More concretely, I want to return to two points from my previous post on Rorty. 1) that we live in a tragically configured moral universe, and 2) that the aesthetic private impulse and moralizing public impulse may not ultimately be reconcilable. Rorty would have us coexist comfortably with this uncomfortable knowledge–indeed, this is the main challenge for the liberal ironist–but the reason I bring this up here is to point out the disconnect between the foodie vocabulary and the vegan vocabulary, to the extent that both can be pinned down. In its most civic-minded manifestations, the former tries to bridge aesthetic-moral divide by embracing both food-as-pleasure and a certain kind of food ethics, while the latter is more specifically concerned with food as morals.

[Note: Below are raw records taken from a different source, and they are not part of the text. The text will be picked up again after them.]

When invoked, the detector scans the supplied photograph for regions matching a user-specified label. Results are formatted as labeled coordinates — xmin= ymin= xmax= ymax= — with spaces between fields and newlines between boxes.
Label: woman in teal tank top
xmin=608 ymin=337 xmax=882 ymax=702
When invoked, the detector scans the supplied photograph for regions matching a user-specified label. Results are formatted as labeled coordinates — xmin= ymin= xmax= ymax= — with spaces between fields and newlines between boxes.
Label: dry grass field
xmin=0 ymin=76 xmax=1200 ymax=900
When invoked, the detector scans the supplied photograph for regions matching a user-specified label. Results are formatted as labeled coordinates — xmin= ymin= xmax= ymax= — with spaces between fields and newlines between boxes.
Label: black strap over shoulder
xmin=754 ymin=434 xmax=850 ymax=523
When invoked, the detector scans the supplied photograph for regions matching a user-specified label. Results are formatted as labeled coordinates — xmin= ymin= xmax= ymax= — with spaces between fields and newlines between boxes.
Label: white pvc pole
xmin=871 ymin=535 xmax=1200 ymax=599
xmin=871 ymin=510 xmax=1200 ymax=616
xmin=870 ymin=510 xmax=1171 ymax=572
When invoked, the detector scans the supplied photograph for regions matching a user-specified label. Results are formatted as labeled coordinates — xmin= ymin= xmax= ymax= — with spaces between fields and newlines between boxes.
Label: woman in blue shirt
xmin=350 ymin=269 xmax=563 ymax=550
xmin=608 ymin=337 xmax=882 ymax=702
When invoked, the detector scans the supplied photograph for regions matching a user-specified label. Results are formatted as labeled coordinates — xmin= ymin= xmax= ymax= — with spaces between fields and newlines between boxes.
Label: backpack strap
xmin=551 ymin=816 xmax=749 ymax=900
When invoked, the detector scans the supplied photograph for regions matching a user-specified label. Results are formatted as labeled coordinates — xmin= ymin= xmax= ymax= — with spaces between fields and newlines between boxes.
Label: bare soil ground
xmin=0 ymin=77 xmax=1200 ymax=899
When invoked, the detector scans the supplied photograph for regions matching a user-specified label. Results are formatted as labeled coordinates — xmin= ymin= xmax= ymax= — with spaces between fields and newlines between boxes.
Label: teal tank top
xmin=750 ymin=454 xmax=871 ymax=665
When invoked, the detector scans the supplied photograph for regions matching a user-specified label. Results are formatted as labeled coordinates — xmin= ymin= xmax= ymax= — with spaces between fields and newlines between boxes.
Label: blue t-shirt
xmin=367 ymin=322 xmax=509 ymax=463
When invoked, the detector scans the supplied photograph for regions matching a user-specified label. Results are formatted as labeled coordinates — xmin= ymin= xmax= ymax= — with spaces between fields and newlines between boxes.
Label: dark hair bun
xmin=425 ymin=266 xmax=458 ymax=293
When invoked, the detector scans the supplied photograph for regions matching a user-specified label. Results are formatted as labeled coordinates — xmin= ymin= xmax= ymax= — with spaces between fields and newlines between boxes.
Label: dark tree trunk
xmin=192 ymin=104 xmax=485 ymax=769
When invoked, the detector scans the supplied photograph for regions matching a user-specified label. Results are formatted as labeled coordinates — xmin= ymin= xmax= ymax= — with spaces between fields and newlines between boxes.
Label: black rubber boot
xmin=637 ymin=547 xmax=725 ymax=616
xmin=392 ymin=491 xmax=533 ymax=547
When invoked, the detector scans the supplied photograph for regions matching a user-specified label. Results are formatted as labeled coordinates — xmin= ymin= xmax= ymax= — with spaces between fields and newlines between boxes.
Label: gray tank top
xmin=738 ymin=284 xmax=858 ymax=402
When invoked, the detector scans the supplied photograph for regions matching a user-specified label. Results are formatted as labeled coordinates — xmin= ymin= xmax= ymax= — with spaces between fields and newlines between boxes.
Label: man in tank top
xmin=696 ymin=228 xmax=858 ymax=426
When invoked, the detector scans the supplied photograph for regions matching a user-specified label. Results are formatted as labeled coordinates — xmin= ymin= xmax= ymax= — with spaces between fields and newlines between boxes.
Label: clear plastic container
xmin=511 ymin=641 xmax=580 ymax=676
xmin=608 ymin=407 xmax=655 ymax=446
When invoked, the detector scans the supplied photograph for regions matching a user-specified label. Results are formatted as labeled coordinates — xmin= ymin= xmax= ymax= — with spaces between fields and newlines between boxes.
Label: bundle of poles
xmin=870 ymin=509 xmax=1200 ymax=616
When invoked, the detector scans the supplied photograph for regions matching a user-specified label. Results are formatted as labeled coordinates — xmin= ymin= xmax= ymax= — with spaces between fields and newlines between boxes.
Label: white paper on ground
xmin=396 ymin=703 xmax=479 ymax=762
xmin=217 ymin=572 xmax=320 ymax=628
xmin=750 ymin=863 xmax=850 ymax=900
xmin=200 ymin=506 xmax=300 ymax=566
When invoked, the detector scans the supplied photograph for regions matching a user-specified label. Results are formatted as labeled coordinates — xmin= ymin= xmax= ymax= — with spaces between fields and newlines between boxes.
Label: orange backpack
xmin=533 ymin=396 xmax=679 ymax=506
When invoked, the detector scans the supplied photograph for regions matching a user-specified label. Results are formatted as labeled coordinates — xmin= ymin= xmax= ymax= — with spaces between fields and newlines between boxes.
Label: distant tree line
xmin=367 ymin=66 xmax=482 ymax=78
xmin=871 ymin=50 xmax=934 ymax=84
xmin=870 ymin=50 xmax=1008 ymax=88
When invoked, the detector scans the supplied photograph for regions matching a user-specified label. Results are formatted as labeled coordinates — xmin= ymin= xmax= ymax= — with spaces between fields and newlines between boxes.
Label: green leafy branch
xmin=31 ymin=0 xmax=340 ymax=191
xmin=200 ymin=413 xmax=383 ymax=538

Food activists of an animal abolitionist bent would respond that ‘mere gluttony’ is not a sufficient ethical justification for what they perceive to be animal slavery, but I think there’s a problem here–food choices are deeply embedded in our social and cultural lives, and to dismiss them as gluttonous, full stop, is to drastically simplify a complex picture.

To return to the first point–Isaiah Berlin’s claim that we live in a tragically configured moral universe–the ethics of food choices are as complex as we’re willing to track the positive and negative externalities down the food supply chain. In my environmental studies class, I just had my students hand in a life cycle analysis paper (the assignment was to track the environmental costs of a given product from resource extraction through manufacturing through distribution through consumption through disposal, imagining improvements along they way wherever feasible). I’m not implying here that food activists–whether vegan, locavore, or other–don’t understand the moral complexity of their food choices. Many do. I’m just pointing out that the least harm principle gets very confusing very quickly, and the moral high ground can fade frustratingly into the distance.

To combat this risk of paralysis, different people inevitably prioritize different things to care about in there lives, and I think this is one of the reasons that there’s a lot of blowback about the moralization of food choices, at least in Tea Party-era America. For us to take seriously the idea that all of our consumption choices have ecological and ethical as well as economic impacts (broadly, these are the ‘three pillars’ of sustainable development: social, environmental, and economic) is to radically reconfigure what for many is a Lockean vision of property in which all this talk of ‘negative externalities’ is just more unwanted government interference.

For a case in point: the first comment I read on this recent post from The Oil Drum, “Beyond Food Miles”, misses the point entirely by writing “so much for the food miles idea.” Instead of denigrating locally produced food, this article could as easily be seen as a call to reduce at-home food energy costs (also keeping in mind that the study is only focusing on food energy, and not on the Nitrogen, water, or various other footprints). Similarly, one could look at a vegan diet comprised of soy products and vegetables and decry the murder of field mice killed in threshing machines, the deforestation of Amazonian rainforest and the resultant loss of animal habitat, and the human rights abuses of migrant laborers doing stoop labor all day. This would, of course, be an unfair caricature–one could look at the same scenario and see instead a Brazilian economic miracle that’s lifting millions out of extreme poverty. But caricatures are easy to remember, so they persist.